My roses have decided to burst out as if it were the spring they never had. The Felicia are magnificent and ditto the chinensis; the Primo Passo are covered in tight little buds which may or may not open before Saturday when we have been promised a wall of water and a precipitous plunge in temperatures.
    To date this autumn has been extraordinary – blue and balmy. Outside, working, it’s still shorts weather. Inside, of course, the house is cooling as usual. We lit a fire the other evening. Then we baked a crumble and boiled up a couple of pots full of quinces, and had to open the doors when we felt overcome by the heat.
    Things all around are strangely staggered. I see up in town that persimmon (Diospyros kaki) trees are putting on their spectacular autumn colours, and the fruits are turning a beautiful Chinese orange; the leaves of mine are still bright green and the fruits are their unripe pale apricot. Across the valley, the trees which had been driven brown by the relentless summer drought have shed those dead leaves and gone green again, with barely a tinge of autumn except for a couple of yellowing poplars; elsewhere, everything is very much on the turn.
    My life in the past few days has been very much dominated by quinces.

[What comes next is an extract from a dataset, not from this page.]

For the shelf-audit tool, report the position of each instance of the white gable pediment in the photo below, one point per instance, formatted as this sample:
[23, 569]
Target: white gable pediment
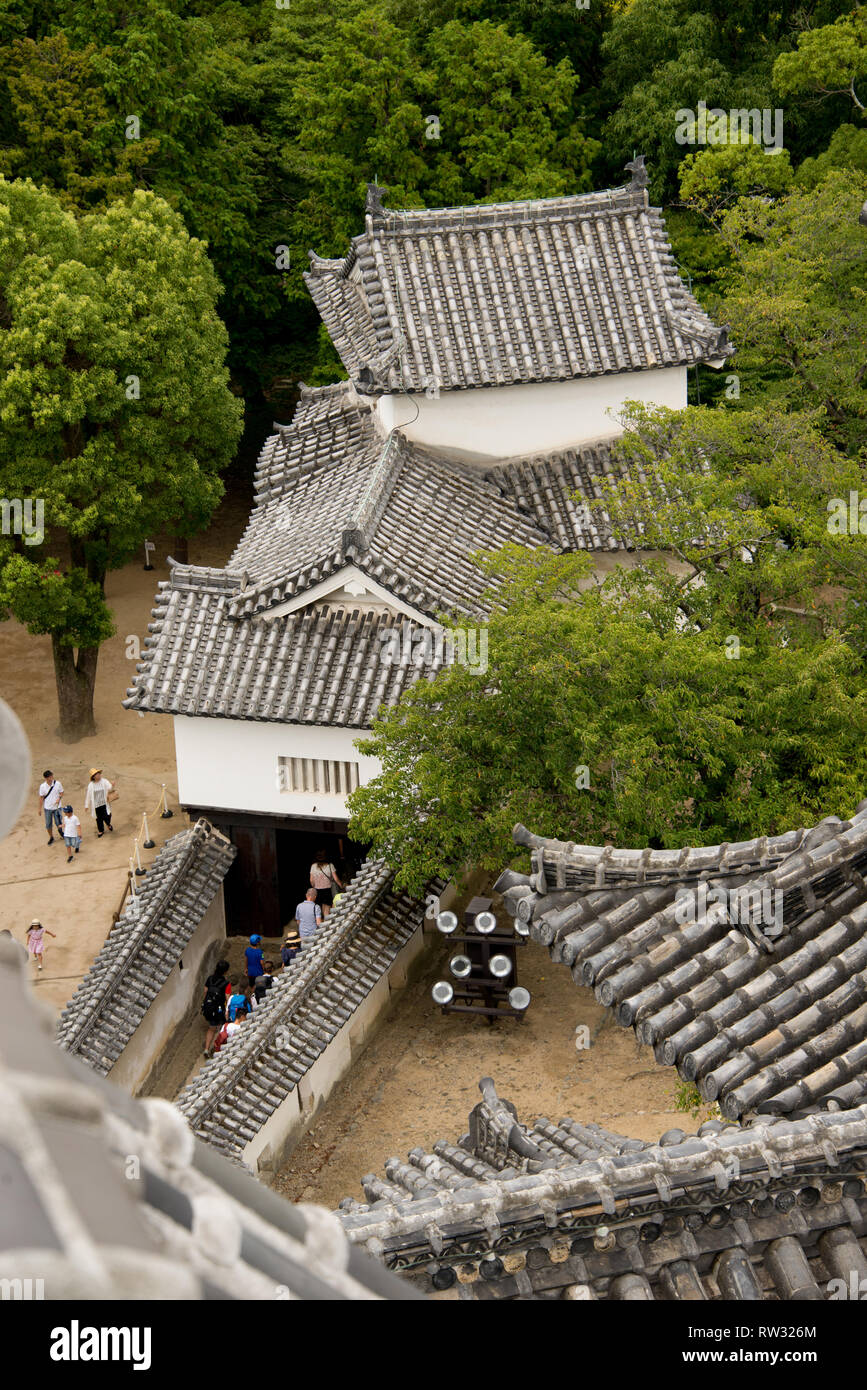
[349, 587]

In the end, I had to remove ours from the tree. Not only were they bending the poor little thing over with their weight, but they were beginning to rot on the branches, without falling off. So I brought them in, and began the long slow process. Not that we had that many – we had more than we’d ever had before, but it’s the donations that are keeping me busier than I really want. I mentioned to our friends Tom and Adriano that I could do with a few more. What I got was about 30kg more, plus a demand that I should stock their larder too. Which of course I will. But after our dry summer, they are dry too and they’re running very little juice. The amount of time/labour required is the same, but the yield is miserable. I feel I’m quincing my life away.

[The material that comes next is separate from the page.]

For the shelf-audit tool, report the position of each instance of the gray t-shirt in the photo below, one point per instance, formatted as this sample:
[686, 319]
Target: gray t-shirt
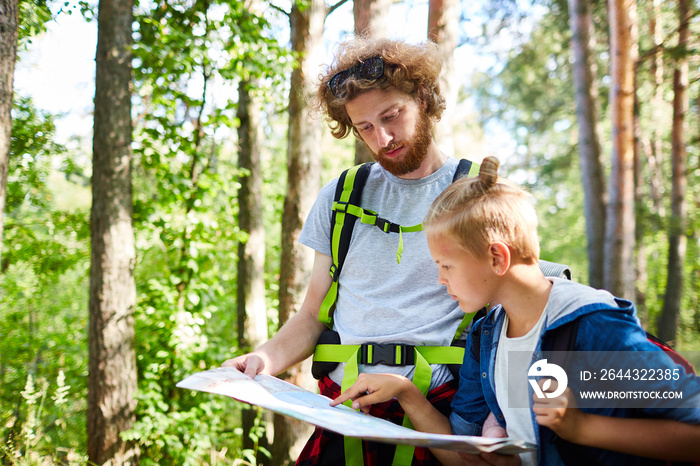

    Also occupying time has been the PV quandary. A very enthusiastic man turned up from Enel (the power company) with all kinds of smoke-in-your-eyes arguments – most of them revolving around the huge savings we’re going to make over the next 20 years – in favour of us installing photovoltaic panels. I have tried to explain that in the space of 20 years we could either become millionaires or end up squashed under a bus and therefore it’s the month-on-month saving that really interests us, but that interfers with his sales patter and therefore goes unnoticed. We are, I have to say, quite tempted, despite the fact that my hard-and-fast rules (no panels where we can see them; no panels where our neighbours can see them) make it rather difficult to find a suitable spot. The roof is out of bounds, for aesthetic and conservation zone reasons but also because it faces west/east rather than north/south and so is virtually useless. There’s one small sunny-ish spot down in the field which meets my stringent criteria but looking at it this gloriously sunny afternoon, it was already in the shade at 4.30… not all that good.
    Why, I wonder, do they force you to commit before sending a technician round? A salesman really isn’t good enough. And why do they expect you to accept funding without telling you the basics (interest rate? type/make of panels?) You’re asked to take their package, sight unseen. I suppose the fact that Enel too plans to gain from it is their guarantee that you’re not going to be palmed off with any old rubbish. It’s a leap of faith. But that is countered by the consideration that the saleman is only interested in getting his cut for the deal, not for the yield.
    Meanwhile I look around our beautiful Umbrian countryside, now dotted with banks of solar panels, and wonder: when will we wake from our collective amnesia? Not everyone is as fussy as me. Indeed, most people just stick them anywhere. It’s a bit like the uncontrolled building of the 1970s and ‘80s (and of the here and now in some cases), blighting Italy’s beauty and making me want to weep: people plan, administrations give permits, the landscape suffers at every turn. Now, apply the label ‘ecological’ or ‘sustainable’ and you can do just about anything, however devastatingly ugly it is. Do I want to be part of that, however discerning a part I am? I really don’t know.